I’ve spent enough time walking the halls of large-ish to massive organizations to have formed some opinions and made some observations. If I had to characterize the motor that drives these beasts, I’d say it is comprised of two main components: intense risk aversion and an obsession with waste elimination that sits somewhere on a spectrum between neurotic and quixotic.
Let me explain.
Large organizations all started as small organizations, and all of them survived organizational accretion, besting competitors, dodging bad breaks, and successfully scaling to the point where they have a whole lot to lose. It is this last concern that drives the risk aversion; upstarts are constantly trying to unseat them and rent-seekers trying to sue them because they’re sitting on a pretty nice pot of gold. It is the scaling that motivates the waste elimination. Nothing scales perfectly and few things scale well, so organizations have to become insanely efficient in a number of ways to combat the natural downturns in efficiency caused by scale.

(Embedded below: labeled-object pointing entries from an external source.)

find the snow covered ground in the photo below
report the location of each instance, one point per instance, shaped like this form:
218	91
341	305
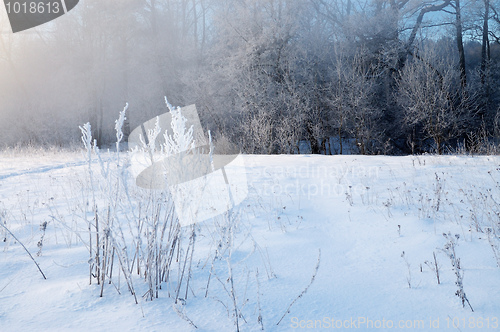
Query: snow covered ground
354	215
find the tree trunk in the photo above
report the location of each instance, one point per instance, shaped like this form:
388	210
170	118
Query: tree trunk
485	50
460	45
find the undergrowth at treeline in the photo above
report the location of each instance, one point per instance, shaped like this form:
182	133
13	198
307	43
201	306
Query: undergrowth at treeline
134	234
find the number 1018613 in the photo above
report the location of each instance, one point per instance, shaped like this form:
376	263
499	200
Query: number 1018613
53	7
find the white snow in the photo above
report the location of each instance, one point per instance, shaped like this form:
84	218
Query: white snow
360	212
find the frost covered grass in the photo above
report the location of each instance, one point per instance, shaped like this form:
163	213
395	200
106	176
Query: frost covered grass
259	265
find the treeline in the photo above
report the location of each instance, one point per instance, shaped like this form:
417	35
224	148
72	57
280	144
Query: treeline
273	76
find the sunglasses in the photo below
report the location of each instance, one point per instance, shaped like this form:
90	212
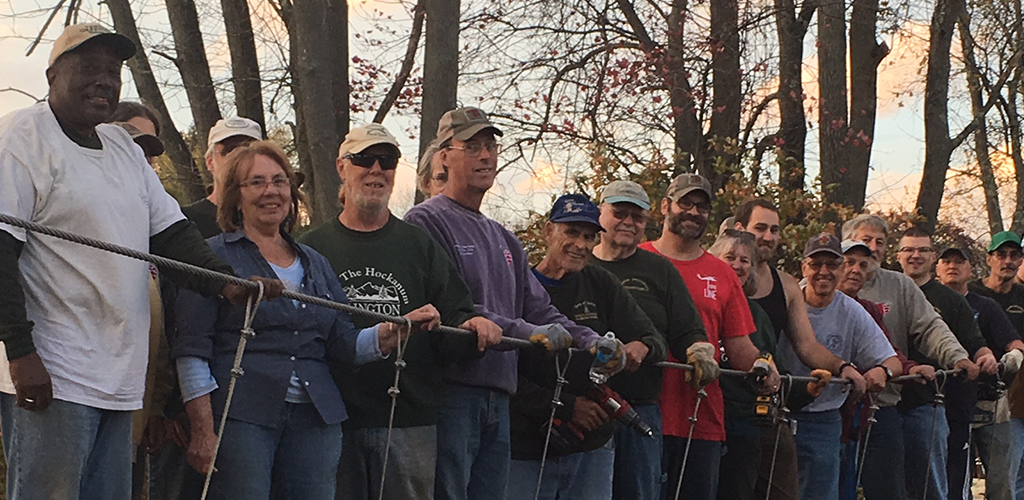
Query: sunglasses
364	160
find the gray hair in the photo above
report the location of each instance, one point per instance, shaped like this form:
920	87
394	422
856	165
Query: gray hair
868	219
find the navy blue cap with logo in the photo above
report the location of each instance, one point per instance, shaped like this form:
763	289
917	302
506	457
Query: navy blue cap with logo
576	208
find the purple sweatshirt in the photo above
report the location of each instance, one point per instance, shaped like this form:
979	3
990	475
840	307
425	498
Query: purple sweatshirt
493	263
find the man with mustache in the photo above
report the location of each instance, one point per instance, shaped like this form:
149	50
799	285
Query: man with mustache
473	443
662	294
1004	261
899	443
778	293
722	305
388	265
994	440
74	321
849	331
916	256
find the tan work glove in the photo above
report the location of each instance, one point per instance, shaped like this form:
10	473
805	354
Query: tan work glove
706	370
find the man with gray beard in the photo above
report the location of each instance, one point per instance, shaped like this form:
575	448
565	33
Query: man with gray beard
390	266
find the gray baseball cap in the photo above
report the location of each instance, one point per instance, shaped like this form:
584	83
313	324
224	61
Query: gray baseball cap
628	192
687	182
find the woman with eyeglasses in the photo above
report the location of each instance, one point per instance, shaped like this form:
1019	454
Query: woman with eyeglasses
285	421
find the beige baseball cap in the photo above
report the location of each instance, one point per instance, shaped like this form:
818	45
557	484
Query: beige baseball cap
74	36
229	127
687	182
359	138
463	124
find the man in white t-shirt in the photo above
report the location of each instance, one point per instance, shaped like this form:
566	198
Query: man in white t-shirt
74	321
848	331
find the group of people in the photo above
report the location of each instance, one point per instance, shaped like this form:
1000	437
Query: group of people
330	405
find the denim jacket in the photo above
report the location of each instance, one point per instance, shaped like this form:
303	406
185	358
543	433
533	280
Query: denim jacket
288	337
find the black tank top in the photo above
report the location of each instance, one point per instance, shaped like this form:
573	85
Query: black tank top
774	304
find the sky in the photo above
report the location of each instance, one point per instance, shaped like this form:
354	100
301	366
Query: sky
897	154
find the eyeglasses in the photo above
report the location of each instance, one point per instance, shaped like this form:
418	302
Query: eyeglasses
261	183
817	264
474	149
912	250
687	205
365	160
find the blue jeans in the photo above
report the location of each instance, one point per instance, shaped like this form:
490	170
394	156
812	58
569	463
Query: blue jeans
883	467
1000	447
473	445
170	475
300	456
580	475
817	453
638	459
411	463
700	477
68	451
926	452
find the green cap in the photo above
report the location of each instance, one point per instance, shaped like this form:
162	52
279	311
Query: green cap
1004	238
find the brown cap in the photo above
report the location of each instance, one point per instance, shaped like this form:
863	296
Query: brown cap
687	182
359	138
824	242
463	124
74	36
151	144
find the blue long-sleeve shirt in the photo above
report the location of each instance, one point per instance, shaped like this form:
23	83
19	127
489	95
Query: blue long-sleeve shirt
492	261
288	338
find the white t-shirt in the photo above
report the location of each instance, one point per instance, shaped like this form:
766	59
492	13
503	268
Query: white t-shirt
847	330
91	307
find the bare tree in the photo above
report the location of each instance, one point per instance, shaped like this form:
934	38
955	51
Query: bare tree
148	90
245	65
440	68
194	67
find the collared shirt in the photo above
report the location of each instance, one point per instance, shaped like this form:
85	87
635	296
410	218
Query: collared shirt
288	338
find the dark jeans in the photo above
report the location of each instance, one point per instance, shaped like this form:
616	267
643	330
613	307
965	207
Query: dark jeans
67	451
700	477
473	445
411	463
638	459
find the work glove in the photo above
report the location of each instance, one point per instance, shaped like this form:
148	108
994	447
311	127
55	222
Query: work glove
1012	361
610	359
815	387
706	370
552	337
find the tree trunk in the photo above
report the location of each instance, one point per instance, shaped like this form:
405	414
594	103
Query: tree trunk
338	33
865	55
309	35
440	69
981	148
938	146
793	122
245	66
192	63
176	149
687	130
833	114
727	102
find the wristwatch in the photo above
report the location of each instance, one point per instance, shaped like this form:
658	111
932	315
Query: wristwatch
844	365
889	373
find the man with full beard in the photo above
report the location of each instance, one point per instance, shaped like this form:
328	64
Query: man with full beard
722	305
388	265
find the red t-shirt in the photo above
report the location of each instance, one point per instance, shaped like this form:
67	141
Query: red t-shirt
723	307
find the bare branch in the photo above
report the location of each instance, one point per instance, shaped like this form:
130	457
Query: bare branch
419	12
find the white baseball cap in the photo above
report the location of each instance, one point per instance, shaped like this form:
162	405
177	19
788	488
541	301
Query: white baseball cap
229	127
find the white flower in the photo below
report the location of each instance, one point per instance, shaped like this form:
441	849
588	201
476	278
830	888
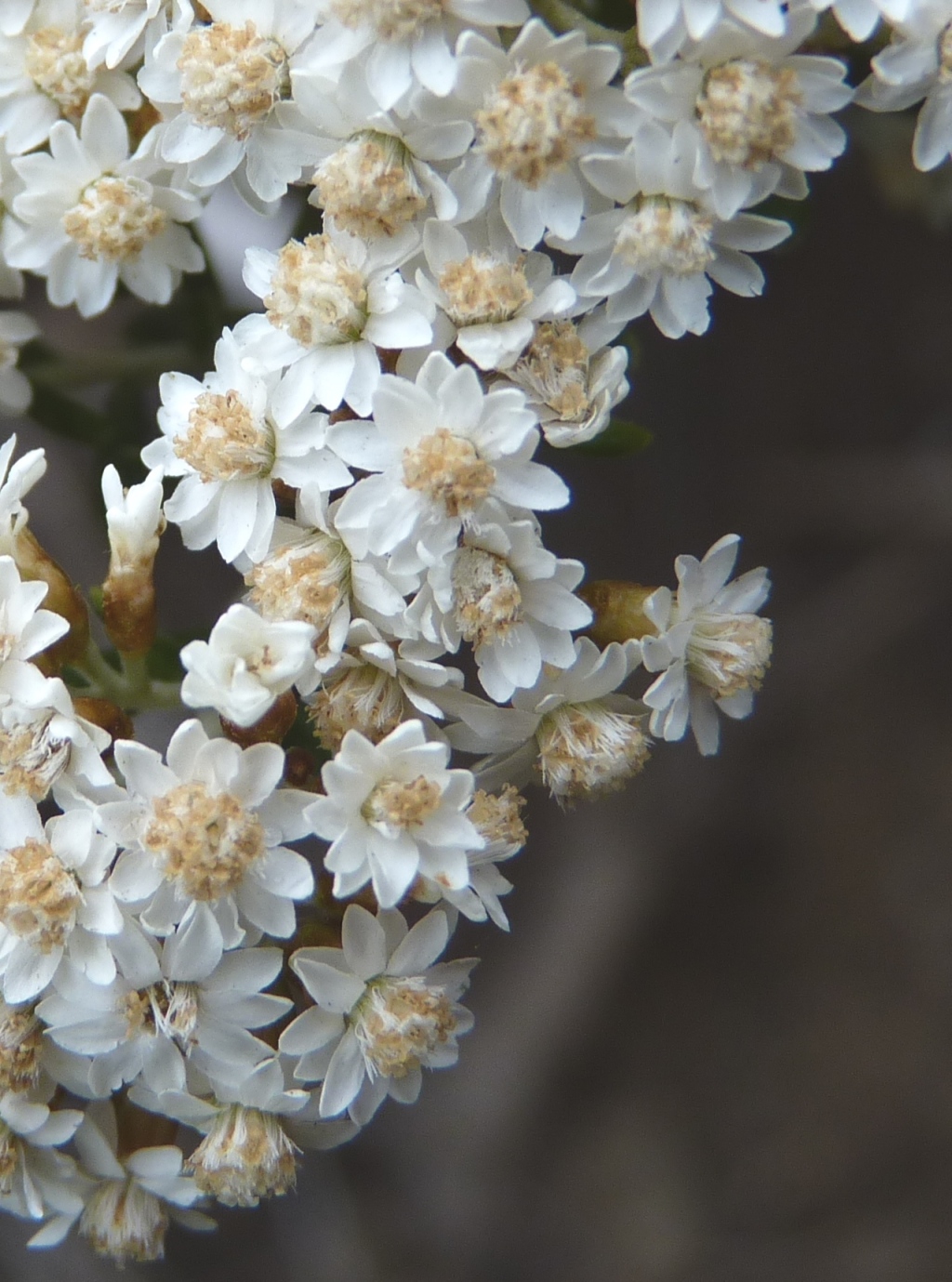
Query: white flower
331	301
245	665
226	440
204	844
54	897
573	731
759	111
443	447
379	169
94	216
44	77
509	598
711	646
16	392
492	298
132	1030
656	251
537	109
383	1011
572	379
403	41
918	64
392	811
227	90
43	740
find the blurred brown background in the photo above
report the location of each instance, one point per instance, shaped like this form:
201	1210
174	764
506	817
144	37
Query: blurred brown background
718	1044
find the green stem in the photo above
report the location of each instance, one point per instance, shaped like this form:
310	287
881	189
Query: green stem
562	17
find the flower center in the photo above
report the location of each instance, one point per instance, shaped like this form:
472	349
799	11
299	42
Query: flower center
483	290
364	697
20	1048
205	841
748	112
449	470
729	653
318	297
55	64
486	596
245	1156
125	1222
665	235
112	220
368	186
395	807
31	758
554	369
400	1024
391	20
224	442
232	77
587	747
39	895
532	124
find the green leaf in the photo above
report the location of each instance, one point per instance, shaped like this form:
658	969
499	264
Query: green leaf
619	439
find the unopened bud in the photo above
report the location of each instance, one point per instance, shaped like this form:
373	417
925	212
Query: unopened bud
617	608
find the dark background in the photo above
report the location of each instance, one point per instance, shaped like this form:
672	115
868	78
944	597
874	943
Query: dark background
717	1045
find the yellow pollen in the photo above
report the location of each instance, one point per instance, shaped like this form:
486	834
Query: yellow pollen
450	472
483	290
747	112
586	749
317	297
224	442
112	220
391	20
368	188
399	1024
395	805
729	653
534	124
205	841
665	235
55	64
363	697
486	596
232	77
39	895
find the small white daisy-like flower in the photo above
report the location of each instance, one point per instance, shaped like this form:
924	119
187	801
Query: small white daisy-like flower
392	811
331	301
226	86
226	440
441	447
379	171
537	109
375	685
43	740
385	1011
572	378
573	731
711	649
915	66
44	77
761	113
203	839
492	298
403	43
663	246
246	663
54	897
501	591
94	216
16	330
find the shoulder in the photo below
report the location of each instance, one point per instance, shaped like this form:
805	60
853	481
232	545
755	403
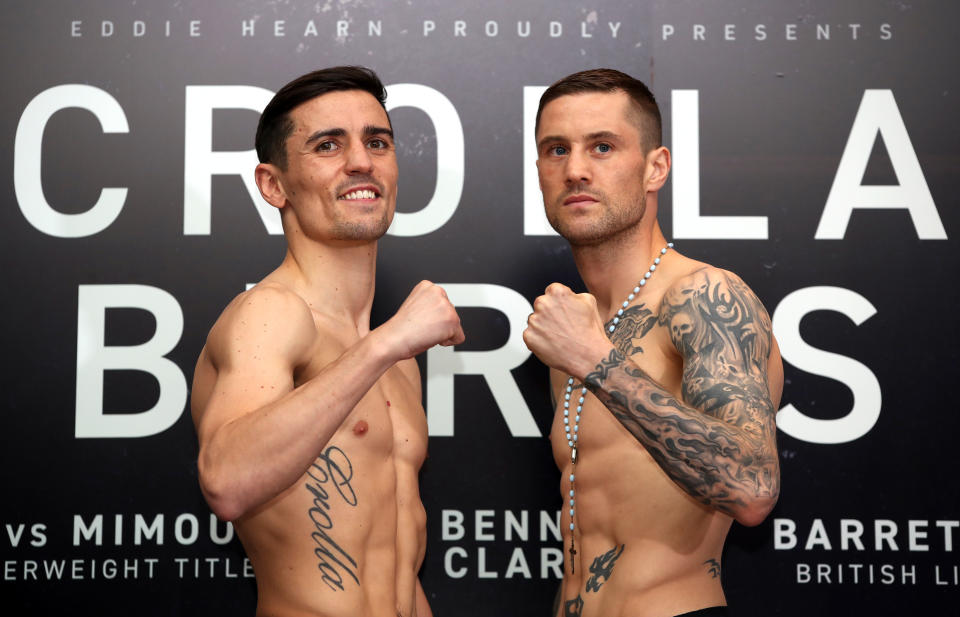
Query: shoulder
709	309
269	317
706	286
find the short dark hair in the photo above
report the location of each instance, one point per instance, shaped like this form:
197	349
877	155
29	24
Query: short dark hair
275	124
610	80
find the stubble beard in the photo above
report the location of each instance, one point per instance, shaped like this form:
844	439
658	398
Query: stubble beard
613	221
360	231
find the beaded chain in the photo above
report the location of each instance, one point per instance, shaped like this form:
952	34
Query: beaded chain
572	436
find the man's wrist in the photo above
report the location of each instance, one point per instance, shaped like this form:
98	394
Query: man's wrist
597	358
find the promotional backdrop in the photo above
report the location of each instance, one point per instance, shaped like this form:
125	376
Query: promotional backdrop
815	154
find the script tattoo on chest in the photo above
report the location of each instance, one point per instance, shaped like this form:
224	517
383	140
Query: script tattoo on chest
573	608
330	477
602	568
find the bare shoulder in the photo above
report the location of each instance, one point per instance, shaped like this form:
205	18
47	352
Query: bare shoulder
713	315
716	290
262	334
270	319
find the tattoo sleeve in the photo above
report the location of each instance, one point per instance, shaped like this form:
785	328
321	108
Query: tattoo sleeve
719	442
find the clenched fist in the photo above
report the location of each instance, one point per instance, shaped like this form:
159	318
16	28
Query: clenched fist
566	332
426	318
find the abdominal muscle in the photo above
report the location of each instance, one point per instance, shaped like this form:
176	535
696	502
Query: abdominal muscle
347	538
644	547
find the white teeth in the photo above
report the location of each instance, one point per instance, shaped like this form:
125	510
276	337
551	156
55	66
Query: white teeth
360	195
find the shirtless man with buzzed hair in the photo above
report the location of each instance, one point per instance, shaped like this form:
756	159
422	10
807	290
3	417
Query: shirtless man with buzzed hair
310	424
667	374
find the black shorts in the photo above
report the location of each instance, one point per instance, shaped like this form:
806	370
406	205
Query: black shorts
713	611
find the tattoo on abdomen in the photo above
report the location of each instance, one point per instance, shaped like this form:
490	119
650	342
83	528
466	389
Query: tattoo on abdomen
573	608
331	474
602	568
717	443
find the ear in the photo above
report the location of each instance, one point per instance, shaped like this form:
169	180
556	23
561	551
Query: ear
268	181
657	168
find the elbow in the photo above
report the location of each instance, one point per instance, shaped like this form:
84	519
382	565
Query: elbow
755	509
218	494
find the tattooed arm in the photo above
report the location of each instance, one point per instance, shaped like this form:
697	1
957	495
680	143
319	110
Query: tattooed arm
719	442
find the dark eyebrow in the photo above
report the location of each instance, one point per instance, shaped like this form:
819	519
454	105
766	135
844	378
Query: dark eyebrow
325	133
549	138
602	135
370	130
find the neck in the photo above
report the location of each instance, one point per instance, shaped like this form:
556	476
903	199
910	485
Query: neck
336	280
612	268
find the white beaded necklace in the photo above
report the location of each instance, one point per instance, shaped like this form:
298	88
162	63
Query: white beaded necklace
572	437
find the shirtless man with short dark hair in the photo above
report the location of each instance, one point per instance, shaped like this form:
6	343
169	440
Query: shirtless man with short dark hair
667	374
310	424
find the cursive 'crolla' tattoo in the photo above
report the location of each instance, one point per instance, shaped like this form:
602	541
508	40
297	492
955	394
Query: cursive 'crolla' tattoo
573	608
330	476
602	568
719	442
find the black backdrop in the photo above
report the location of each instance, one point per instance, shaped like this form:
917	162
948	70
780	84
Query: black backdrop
831	127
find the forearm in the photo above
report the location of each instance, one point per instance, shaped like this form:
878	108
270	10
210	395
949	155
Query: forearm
727	467
247	461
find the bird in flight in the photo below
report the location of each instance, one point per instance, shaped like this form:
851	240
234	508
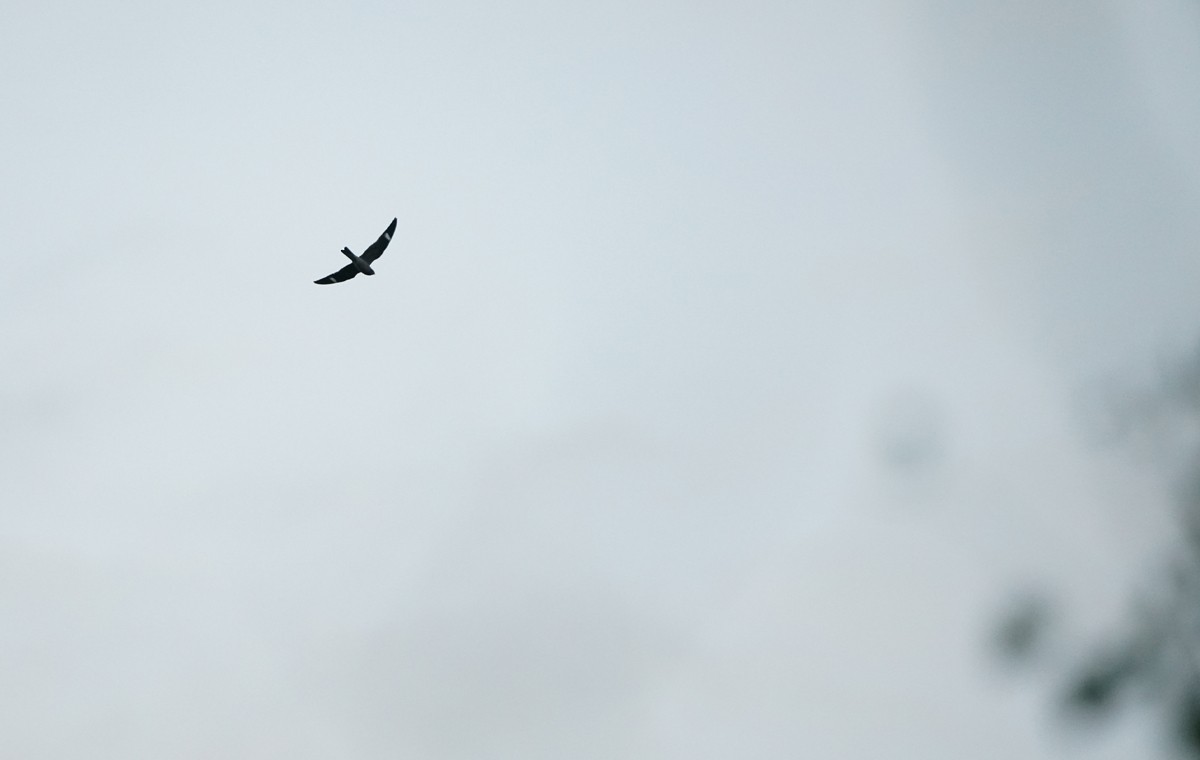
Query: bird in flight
360	263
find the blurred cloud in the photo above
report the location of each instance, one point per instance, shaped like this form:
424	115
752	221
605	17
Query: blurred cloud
606	460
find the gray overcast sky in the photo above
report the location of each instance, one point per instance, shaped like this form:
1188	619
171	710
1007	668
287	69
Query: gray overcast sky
598	465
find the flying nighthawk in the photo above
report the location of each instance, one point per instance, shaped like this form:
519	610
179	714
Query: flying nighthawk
360	263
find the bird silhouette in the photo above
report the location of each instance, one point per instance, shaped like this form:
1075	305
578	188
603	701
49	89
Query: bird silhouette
360	263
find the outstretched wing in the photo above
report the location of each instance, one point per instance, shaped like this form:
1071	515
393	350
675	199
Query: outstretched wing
341	275
376	249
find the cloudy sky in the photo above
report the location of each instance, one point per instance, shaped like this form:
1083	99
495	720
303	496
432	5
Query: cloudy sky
717	389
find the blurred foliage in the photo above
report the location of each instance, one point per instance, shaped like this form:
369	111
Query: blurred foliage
1155	659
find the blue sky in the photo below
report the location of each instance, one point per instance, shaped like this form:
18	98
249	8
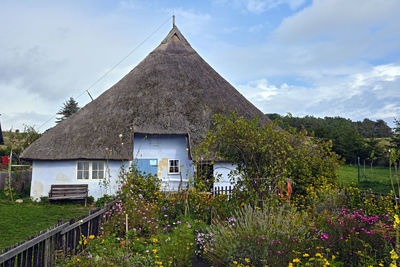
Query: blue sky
320	58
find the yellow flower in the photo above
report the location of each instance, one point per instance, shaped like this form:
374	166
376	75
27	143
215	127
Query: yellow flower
393	255
396	221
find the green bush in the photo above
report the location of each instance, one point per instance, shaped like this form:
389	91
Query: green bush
260	237
103	200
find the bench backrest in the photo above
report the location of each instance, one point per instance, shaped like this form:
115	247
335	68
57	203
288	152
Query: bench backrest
68	190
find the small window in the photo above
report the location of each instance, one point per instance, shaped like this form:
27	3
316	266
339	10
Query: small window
86	170
82	170
173	166
97	170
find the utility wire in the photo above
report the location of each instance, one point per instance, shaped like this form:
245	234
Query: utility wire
112	68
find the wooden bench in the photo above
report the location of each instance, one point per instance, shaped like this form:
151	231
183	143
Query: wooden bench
69	191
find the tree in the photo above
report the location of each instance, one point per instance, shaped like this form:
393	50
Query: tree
395	139
267	157
69	108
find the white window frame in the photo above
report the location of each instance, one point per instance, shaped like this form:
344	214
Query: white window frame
90	170
178	166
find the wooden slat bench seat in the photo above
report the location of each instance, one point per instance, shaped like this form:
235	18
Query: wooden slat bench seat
69	191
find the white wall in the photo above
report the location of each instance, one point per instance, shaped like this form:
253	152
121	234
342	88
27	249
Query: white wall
163	148
46	173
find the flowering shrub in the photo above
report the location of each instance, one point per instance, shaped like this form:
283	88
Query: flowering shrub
268	236
354	236
136	204
334	198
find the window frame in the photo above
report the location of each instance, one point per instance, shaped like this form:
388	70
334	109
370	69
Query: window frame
177	166
90	170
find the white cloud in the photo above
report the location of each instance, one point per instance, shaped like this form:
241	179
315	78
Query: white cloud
259	90
352	96
260	6
256	28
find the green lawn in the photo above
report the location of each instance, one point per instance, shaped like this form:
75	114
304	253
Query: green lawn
19	221
377	179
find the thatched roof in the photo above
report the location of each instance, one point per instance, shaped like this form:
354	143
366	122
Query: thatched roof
1	136
172	91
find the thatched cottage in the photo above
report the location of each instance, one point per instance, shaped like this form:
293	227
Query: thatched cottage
159	111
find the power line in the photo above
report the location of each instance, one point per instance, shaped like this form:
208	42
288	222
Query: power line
112	68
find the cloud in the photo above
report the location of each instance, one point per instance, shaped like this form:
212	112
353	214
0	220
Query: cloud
260	6
195	22
353	96
261	90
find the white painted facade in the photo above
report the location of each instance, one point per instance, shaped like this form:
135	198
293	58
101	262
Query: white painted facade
152	154
46	173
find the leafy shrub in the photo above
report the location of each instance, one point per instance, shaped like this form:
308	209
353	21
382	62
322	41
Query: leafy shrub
267	157
90	199
264	237
136	199
356	238
103	200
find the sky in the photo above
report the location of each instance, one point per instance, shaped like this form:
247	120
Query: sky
320	58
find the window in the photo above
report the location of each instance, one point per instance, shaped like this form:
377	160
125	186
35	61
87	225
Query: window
173	166
97	170
90	170
82	170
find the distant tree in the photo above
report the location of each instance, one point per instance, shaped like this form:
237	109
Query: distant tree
382	129
69	108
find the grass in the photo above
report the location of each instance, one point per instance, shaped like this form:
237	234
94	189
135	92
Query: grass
377	179
19	221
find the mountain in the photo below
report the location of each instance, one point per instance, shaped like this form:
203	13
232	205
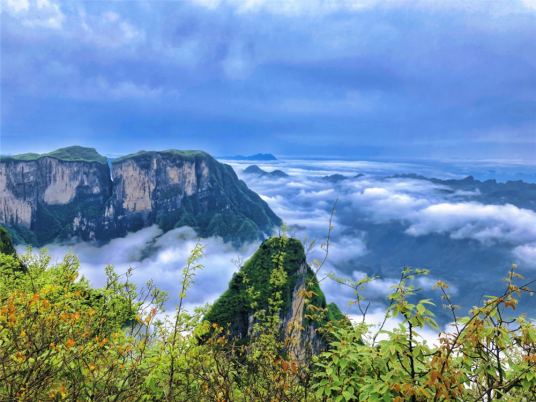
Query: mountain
6	245
233	309
43	195
256	157
70	193
254	169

Risk Minimizing and Process Efficiency
With risk minimizing and waste elimination as near-universal goals, organizations tend to do some fairly predictable and recognizable things. Risk elimination takes the form of checks and balances, with pockets of “need to know” being created to isolate problems. For instance, a “security compliance” group may be created to review work product independently from the people producing the work, and it may even go so far as to seek outside certification. This sort of orthogonality and redundancy make it less likely the organization will be sued or compromised.
Unfortunately, though, redundancy exacerbates the other struggle, which is to eliminate waste in the name of efficiency. It’s not exactly efficient to have two separate groups spend time going over the same product and doing the same things, but with slightly altered focus. The organization compensates for this with hyper-specialty and process.